Determines whether the given S3 path or prefix includes a provider-level directory structure.

Parameters:
  • s3_path (str, optional) – Full S3 URI (e.g., ‘s3://my-bucket/prefix/’). If provided, it overrides bucket and prefix.

  • bucket (str, optional) – S3 bucket name. Required if s3_path is not given.

  • prefix (str, optional) – Prefix (folder path) within the bucket.
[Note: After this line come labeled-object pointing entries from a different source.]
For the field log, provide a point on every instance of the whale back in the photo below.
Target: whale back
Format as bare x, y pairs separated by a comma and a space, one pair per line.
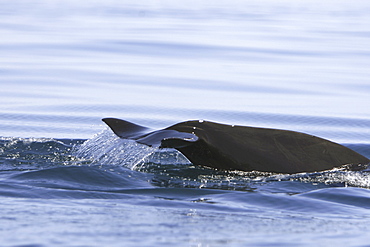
243, 148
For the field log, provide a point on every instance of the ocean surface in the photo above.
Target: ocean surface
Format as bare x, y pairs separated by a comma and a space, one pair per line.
67, 180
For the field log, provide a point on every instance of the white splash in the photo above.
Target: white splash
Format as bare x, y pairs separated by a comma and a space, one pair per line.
107, 148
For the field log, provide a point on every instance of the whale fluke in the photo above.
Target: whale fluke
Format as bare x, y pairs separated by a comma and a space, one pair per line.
243, 148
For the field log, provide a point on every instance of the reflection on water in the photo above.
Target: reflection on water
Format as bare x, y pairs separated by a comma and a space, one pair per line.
66, 64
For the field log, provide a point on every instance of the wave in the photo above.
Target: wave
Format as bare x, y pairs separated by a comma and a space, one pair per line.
105, 167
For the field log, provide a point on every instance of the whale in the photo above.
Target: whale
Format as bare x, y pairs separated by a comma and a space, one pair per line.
244, 148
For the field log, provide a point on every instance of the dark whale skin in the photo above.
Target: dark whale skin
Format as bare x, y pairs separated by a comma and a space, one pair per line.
243, 148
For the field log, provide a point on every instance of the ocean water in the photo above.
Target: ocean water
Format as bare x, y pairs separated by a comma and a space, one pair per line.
67, 180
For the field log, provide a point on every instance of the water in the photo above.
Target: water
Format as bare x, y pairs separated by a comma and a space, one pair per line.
66, 180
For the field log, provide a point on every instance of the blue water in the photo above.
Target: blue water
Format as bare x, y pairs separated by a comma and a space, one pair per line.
66, 180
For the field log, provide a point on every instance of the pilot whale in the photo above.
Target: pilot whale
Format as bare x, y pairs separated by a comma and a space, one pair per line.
242, 148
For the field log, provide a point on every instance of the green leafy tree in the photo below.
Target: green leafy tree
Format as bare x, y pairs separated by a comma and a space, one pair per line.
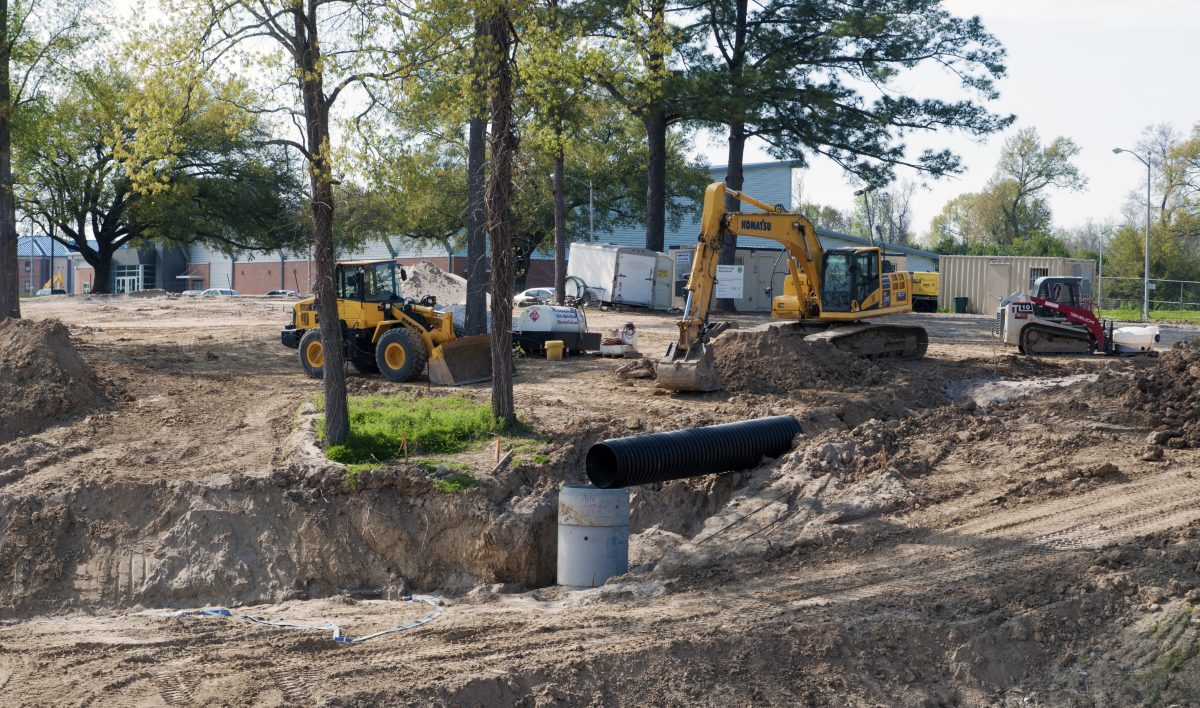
220, 184
307, 58
829, 78
37, 41
645, 75
1026, 171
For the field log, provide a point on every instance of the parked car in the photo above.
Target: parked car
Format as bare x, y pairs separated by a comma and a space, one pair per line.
534, 297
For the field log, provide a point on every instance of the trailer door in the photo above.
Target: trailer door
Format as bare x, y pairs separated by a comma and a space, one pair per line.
635, 279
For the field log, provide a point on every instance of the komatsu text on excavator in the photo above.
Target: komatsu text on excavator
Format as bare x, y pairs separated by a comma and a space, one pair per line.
827, 291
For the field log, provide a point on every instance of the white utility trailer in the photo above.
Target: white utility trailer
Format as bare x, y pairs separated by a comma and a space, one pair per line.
622, 275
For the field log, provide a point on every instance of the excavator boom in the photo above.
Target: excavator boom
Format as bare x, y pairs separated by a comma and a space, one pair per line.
844, 286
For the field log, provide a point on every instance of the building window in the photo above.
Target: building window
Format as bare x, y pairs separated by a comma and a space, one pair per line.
1035, 274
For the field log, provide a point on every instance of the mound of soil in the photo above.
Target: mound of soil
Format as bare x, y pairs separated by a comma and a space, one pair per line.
42, 377
1169, 393
777, 360
426, 279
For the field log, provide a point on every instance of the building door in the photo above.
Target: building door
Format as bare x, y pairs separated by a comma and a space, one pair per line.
999, 286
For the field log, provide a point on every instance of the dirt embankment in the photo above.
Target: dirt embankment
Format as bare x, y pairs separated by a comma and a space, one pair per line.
426, 279
42, 377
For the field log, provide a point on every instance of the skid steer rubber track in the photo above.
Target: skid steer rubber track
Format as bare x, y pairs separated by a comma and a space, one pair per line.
1039, 340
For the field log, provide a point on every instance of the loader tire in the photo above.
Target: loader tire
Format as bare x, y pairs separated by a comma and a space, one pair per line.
400, 354
312, 354
364, 364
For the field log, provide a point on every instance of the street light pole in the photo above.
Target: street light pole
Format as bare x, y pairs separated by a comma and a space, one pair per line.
1145, 292
867, 205
592, 214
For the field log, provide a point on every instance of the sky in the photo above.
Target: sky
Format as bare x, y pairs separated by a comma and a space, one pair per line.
1096, 71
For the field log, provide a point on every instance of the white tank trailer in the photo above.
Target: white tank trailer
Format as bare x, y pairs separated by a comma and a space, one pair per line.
539, 324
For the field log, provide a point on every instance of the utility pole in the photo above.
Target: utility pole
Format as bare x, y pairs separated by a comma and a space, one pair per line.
867, 205
1145, 289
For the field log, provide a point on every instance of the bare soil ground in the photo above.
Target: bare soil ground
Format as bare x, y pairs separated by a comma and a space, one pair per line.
973, 528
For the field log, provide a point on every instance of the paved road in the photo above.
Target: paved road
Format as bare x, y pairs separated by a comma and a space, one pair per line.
976, 329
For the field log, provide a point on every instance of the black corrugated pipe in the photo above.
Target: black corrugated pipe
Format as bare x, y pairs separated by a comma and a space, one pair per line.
657, 457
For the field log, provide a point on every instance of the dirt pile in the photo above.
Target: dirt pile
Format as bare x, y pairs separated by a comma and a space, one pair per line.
426, 279
777, 360
42, 377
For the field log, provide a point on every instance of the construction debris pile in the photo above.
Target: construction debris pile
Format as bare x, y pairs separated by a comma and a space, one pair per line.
42, 377
426, 279
1168, 393
749, 361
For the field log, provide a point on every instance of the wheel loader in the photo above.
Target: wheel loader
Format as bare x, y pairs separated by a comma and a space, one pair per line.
388, 334
827, 293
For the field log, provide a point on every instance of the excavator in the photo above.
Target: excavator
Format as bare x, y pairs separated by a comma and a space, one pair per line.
828, 293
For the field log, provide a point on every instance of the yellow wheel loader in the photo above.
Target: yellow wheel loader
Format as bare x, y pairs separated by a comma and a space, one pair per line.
388, 334
831, 292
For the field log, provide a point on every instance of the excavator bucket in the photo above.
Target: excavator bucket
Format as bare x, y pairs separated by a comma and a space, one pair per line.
689, 370
463, 360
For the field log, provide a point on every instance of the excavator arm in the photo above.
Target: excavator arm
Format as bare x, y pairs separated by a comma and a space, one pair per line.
689, 363
792, 231
858, 289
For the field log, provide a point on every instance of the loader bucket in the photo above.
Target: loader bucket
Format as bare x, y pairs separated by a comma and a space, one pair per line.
689, 370
463, 360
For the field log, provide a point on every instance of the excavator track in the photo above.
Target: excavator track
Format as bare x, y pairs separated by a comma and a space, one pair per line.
1039, 340
876, 340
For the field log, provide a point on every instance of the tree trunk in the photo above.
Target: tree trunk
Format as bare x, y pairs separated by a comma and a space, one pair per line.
477, 220
559, 228
735, 179
102, 273
499, 211
655, 178
321, 171
10, 289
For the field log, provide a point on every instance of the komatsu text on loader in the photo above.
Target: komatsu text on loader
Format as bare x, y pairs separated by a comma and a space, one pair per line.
829, 292
389, 334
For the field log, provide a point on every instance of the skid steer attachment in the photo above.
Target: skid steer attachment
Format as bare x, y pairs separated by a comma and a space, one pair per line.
463, 360
689, 370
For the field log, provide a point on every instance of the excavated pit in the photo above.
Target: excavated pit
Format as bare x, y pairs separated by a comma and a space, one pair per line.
916, 547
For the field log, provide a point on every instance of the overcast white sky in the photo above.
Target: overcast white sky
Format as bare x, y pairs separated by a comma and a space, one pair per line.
1096, 71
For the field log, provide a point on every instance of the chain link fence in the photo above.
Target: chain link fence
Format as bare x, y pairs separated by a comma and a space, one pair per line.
1126, 293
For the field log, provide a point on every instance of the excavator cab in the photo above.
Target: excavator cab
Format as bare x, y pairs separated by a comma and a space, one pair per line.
850, 276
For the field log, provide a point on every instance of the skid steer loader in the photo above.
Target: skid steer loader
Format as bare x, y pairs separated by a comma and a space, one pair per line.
388, 334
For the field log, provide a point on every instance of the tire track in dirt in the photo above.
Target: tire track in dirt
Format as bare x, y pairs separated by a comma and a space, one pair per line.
993, 547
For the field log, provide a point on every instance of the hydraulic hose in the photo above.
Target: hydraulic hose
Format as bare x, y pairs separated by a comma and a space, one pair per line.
657, 457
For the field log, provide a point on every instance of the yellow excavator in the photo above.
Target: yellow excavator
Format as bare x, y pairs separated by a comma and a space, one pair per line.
831, 292
388, 334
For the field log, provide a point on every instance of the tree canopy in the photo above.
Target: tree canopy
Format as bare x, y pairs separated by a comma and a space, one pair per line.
219, 184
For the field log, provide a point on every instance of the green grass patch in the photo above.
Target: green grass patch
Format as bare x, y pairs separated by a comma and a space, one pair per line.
432, 425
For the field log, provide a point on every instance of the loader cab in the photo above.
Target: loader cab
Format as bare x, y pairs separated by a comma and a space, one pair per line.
367, 281
1061, 289
850, 276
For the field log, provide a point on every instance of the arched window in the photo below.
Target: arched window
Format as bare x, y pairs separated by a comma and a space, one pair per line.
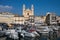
27, 13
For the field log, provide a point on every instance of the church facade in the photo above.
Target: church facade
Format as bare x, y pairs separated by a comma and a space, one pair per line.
27, 17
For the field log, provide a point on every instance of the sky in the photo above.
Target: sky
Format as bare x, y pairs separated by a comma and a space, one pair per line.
41, 7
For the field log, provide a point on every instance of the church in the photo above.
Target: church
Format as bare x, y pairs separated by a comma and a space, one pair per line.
27, 17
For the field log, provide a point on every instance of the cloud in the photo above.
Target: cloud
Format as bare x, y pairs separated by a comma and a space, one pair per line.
4, 8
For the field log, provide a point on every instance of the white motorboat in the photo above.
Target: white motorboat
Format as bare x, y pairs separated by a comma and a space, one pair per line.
30, 33
12, 34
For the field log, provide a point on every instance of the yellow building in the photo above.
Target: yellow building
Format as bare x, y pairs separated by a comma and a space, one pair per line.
28, 15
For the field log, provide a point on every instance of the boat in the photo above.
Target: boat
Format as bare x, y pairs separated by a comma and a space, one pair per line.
11, 33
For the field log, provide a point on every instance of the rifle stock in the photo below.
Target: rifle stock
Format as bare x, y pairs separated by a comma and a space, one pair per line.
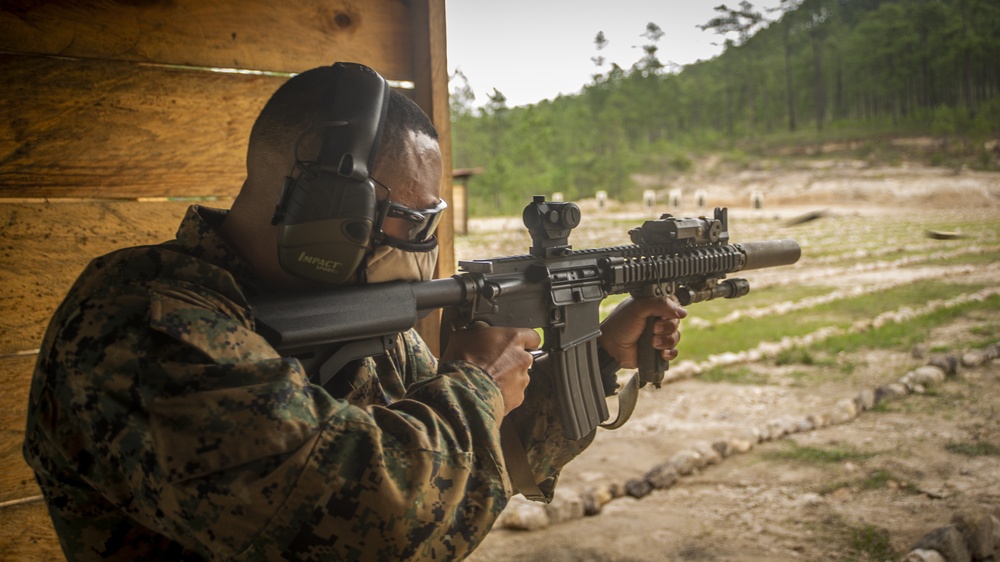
554, 288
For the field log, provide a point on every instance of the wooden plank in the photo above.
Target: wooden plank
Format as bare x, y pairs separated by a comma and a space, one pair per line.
17, 481
26, 535
430, 66
111, 129
286, 36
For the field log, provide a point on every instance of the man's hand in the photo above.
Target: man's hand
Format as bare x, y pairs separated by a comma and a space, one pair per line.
621, 329
501, 352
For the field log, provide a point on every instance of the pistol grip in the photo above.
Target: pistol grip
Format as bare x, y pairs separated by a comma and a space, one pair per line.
652, 365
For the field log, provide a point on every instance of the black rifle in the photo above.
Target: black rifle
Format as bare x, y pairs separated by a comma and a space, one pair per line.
554, 288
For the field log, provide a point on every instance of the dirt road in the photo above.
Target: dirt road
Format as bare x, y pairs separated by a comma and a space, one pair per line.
802, 474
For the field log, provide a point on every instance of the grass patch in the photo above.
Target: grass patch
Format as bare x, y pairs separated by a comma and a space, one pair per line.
734, 375
871, 542
697, 344
973, 448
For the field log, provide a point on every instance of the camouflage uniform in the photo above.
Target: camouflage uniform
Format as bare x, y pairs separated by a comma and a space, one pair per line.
161, 426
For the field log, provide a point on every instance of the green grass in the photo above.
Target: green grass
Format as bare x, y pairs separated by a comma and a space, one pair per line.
973, 448
734, 375
816, 455
871, 542
902, 335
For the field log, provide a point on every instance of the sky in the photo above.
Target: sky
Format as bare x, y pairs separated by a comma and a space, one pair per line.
532, 50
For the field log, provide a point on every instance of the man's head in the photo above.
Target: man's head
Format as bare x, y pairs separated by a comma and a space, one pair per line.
406, 169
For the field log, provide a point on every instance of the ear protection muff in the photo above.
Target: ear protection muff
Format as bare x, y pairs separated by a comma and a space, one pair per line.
327, 215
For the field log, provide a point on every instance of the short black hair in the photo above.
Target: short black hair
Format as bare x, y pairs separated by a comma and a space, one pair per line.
304, 100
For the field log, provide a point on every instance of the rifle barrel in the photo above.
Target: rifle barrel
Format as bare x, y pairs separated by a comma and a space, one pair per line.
771, 253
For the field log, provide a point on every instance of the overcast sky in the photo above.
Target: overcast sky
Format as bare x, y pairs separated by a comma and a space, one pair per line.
537, 49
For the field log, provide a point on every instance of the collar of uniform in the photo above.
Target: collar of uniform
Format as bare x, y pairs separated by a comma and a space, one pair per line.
198, 235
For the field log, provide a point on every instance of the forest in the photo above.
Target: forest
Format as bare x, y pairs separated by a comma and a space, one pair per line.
788, 81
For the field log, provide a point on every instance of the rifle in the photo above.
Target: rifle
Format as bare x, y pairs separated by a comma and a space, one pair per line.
553, 287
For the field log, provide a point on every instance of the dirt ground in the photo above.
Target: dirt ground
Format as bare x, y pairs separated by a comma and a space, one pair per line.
901, 473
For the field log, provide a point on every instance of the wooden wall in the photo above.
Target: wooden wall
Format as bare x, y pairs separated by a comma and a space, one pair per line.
114, 114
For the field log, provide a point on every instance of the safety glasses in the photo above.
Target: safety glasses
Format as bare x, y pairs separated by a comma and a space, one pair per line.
424, 221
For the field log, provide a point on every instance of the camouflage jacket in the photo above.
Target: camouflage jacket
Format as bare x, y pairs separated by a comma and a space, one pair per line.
161, 426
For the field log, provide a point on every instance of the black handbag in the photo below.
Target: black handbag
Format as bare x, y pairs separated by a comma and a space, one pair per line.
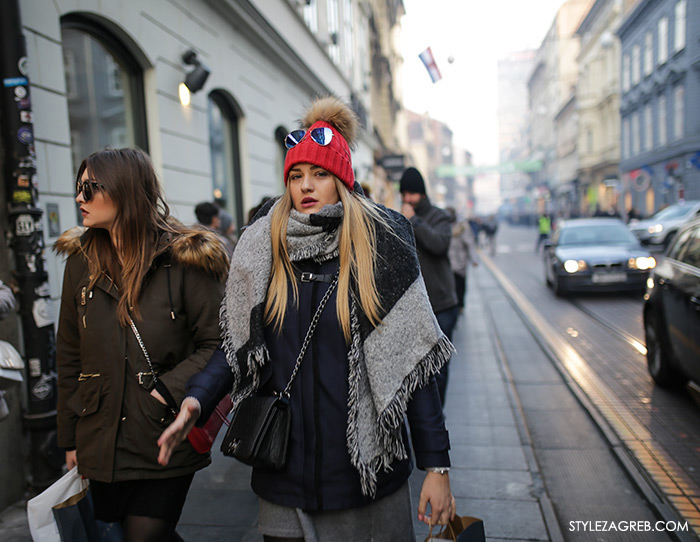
259, 431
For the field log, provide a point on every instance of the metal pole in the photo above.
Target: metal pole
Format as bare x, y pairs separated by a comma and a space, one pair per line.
27, 242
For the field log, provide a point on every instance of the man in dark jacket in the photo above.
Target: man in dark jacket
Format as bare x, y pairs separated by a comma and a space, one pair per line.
433, 230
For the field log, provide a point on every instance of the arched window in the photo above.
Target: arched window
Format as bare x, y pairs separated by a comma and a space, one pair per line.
280, 134
104, 88
224, 115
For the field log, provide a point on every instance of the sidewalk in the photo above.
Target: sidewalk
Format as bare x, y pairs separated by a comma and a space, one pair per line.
494, 475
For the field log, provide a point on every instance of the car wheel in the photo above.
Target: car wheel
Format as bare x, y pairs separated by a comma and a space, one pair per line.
669, 239
559, 289
658, 357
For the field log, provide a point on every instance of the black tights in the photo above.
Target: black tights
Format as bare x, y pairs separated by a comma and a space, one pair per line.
144, 529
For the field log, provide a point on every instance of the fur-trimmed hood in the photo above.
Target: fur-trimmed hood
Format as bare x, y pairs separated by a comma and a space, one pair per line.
192, 247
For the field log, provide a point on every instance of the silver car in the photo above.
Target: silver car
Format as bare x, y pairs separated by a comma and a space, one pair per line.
660, 228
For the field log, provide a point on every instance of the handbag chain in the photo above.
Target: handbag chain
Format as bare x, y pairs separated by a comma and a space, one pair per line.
310, 332
300, 357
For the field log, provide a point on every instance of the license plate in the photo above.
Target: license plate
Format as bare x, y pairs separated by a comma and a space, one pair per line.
605, 278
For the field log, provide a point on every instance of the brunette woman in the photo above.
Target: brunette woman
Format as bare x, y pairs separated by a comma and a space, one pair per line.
371, 360
141, 295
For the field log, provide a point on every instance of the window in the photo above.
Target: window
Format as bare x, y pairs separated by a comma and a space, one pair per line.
311, 15
104, 85
333, 31
648, 128
648, 53
679, 26
636, 59
663, 134
348, 41
663, 40
678, 107
223, 146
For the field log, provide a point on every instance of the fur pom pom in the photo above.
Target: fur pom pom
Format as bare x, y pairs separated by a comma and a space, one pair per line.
336, 113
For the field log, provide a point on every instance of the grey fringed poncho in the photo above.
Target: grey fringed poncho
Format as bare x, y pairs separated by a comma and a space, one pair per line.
386, 364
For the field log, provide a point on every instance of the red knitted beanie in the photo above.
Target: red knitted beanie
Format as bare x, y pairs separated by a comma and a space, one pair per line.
328, 112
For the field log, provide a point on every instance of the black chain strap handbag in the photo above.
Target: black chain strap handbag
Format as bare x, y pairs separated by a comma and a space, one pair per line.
259, 431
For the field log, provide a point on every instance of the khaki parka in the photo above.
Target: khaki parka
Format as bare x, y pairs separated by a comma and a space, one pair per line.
110, 419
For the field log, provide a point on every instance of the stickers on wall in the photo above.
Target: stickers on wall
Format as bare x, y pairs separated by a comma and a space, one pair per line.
24, 226
23, 66
34, 365
25, 135
22, 196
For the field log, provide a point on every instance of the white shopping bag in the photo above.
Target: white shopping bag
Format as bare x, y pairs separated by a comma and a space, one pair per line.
39, 509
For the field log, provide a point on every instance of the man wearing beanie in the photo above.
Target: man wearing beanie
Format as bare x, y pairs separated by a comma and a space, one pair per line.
433, 231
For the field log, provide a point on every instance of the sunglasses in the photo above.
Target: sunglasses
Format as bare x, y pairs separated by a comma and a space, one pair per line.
320, 136
88, 188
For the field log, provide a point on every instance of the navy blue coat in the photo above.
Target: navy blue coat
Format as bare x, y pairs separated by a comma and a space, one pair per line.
318, 474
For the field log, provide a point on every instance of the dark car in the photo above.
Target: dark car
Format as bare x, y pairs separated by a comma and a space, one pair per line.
595, 254
672, 312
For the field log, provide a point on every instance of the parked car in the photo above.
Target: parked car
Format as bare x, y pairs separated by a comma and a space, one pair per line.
595, 254
660, 228
672, 312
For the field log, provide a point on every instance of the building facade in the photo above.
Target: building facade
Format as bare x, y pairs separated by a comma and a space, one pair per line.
513, 133
599, 104
109, 74
660, 114
551, 86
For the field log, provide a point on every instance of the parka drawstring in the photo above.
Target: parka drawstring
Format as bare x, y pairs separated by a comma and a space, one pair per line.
167, 266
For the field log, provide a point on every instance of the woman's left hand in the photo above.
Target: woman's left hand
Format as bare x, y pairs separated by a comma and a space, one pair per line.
436, 491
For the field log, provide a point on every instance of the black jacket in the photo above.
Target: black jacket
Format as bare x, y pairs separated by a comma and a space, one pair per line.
318, 474
433, 230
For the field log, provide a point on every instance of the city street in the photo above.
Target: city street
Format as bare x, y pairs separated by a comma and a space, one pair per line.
597, 343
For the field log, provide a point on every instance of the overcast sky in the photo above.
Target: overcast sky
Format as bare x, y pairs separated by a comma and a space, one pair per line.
476, 33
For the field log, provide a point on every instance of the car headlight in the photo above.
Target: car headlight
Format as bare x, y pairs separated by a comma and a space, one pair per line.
642, 263
572, 266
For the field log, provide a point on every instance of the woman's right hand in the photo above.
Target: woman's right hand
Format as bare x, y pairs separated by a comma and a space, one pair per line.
71, 459
179, 429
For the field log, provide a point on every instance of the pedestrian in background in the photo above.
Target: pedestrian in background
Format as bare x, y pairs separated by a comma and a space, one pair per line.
135, 283
433, 231
544, 228
208, 215
462, 254
370, 363
7, 300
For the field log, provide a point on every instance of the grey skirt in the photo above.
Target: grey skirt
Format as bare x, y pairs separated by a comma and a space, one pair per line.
369, 522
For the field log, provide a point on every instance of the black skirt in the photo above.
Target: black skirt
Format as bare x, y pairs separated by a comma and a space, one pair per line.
157, 498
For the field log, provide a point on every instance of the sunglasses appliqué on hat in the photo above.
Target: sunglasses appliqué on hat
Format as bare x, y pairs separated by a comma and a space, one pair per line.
320, 136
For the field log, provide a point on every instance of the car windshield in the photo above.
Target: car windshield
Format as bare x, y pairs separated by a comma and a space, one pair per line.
598, 234
673, 212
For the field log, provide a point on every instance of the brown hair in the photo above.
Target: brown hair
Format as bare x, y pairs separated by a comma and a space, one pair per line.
128, 178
Ignored if s3_path is provided. Defaults to ‘’.

Returns:

  • True if all immediate subfolders match known providers.

  • False if all match known media aliases.

Return type:

bool

Raises:

AttributeError

  • If neither s3_path nor bucket is provided. - If a mix of provider and alias directories is found.

impresso_essentials.io.s3.read_jsonlines(key_name: str, bucket_name: str) Generator

Given the S3 key of a jsonl.bz2 archive, extract and return its lines.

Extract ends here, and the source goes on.